El horror le hubiera paralizado de no haber visto algo aún más extraño; seres oscuros, en medio de las calles, con sus cuerpos negros y erguidos mirando hacia el cielo con los ojos vacíos, casi supurando un brillo rojizo que no era de algo conocido. Justo en ese momento se dio cuenta de quiénes eran. ¿Bestias? No. Era su familia, eran sus vecinos, eran sus amigos; viejos y niños, hombres y mujeres. Incluso los animales y recién nacidos habían caído. Todos espectadores de la luna.

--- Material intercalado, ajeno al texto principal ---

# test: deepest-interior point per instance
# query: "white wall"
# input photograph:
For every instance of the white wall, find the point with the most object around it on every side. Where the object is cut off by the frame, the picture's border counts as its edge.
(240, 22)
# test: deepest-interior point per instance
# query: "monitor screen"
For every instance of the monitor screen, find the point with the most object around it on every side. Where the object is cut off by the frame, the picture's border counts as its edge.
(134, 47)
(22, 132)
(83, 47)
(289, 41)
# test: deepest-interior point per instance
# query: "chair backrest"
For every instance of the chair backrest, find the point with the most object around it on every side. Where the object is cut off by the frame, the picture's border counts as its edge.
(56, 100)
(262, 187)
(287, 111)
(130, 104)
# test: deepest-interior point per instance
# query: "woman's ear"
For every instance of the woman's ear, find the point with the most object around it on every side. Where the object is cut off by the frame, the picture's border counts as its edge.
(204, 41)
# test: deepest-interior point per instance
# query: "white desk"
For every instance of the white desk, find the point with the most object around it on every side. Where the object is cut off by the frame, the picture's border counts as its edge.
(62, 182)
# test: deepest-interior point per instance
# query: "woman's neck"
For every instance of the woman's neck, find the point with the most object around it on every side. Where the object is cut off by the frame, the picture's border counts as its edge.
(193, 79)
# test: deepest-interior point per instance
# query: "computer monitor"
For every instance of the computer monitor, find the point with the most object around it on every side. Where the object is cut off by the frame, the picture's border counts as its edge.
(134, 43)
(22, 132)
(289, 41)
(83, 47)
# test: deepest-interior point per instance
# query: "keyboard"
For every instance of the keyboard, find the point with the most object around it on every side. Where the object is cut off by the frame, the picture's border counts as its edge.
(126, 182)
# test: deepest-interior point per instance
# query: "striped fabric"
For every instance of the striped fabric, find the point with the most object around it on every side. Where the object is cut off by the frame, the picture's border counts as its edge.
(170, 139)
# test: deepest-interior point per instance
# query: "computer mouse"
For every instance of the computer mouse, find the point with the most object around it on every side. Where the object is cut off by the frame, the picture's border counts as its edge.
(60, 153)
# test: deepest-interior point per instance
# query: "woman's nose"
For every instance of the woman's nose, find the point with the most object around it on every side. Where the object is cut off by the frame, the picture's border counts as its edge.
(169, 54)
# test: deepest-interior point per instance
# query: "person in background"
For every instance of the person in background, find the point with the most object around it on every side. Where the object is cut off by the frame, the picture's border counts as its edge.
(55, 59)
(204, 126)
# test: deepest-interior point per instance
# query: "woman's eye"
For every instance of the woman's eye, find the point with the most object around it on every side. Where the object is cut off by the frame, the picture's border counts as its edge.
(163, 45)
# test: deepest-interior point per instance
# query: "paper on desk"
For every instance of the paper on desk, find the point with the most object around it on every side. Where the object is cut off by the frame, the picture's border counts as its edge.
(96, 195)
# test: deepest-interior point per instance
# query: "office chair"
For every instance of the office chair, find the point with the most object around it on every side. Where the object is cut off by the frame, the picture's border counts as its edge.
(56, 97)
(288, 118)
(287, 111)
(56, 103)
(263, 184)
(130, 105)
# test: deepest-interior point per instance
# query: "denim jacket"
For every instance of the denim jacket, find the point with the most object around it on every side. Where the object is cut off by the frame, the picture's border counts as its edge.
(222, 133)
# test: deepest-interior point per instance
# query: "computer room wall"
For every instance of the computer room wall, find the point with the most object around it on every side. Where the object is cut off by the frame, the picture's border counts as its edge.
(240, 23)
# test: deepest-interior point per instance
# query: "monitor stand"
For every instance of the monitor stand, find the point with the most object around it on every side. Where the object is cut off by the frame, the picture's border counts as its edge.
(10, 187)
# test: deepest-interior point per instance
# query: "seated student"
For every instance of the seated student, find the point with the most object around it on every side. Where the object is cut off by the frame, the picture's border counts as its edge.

El hombre giró, una vez más, sólo para no encontrar al niño sobre la arena, sino adentrándose al mar. Él intentó gritar pero fue incapaz. Sin embargo, aquella voz infantil que nunca escucho, al final, resonó en su mente mientras se desaparecía lentamente en el azul oscuro.
Dama de la noche,
canción que arrebata.
Sirvientes de las sombras,
guardián de pesadillas.
Todo aquel que me escuche,
existirá en la penumbra.
Pero aquel que me invoqué,
yacerá en la eterna vigilia.
La leyenda cuenta que en las noches de luna llena, a mediados de otoño, suele aparecer entre las costas las figura de un niño que vaga por las playas. Nunca habla con nadie, ni nadie debe acercarse. Se dice que su canción sólo es el presagio de la muerte, capaz de llevar a la locura a todo aquel que la escuche, o incluso atraer la calamidad sobre un pueblo entero. A día de hoy, tal lugar en el cuento parece querer explicar la desaparición de un antiguo asentamiento, ocurrido de una noche a la mañana justo bajo el fenómeno de una luna roja.
De su existencia sólo quedó la madera quemada y enmohecida, pues de su gente, no se encontró siquiera el rastro de los cuerpos de la misma.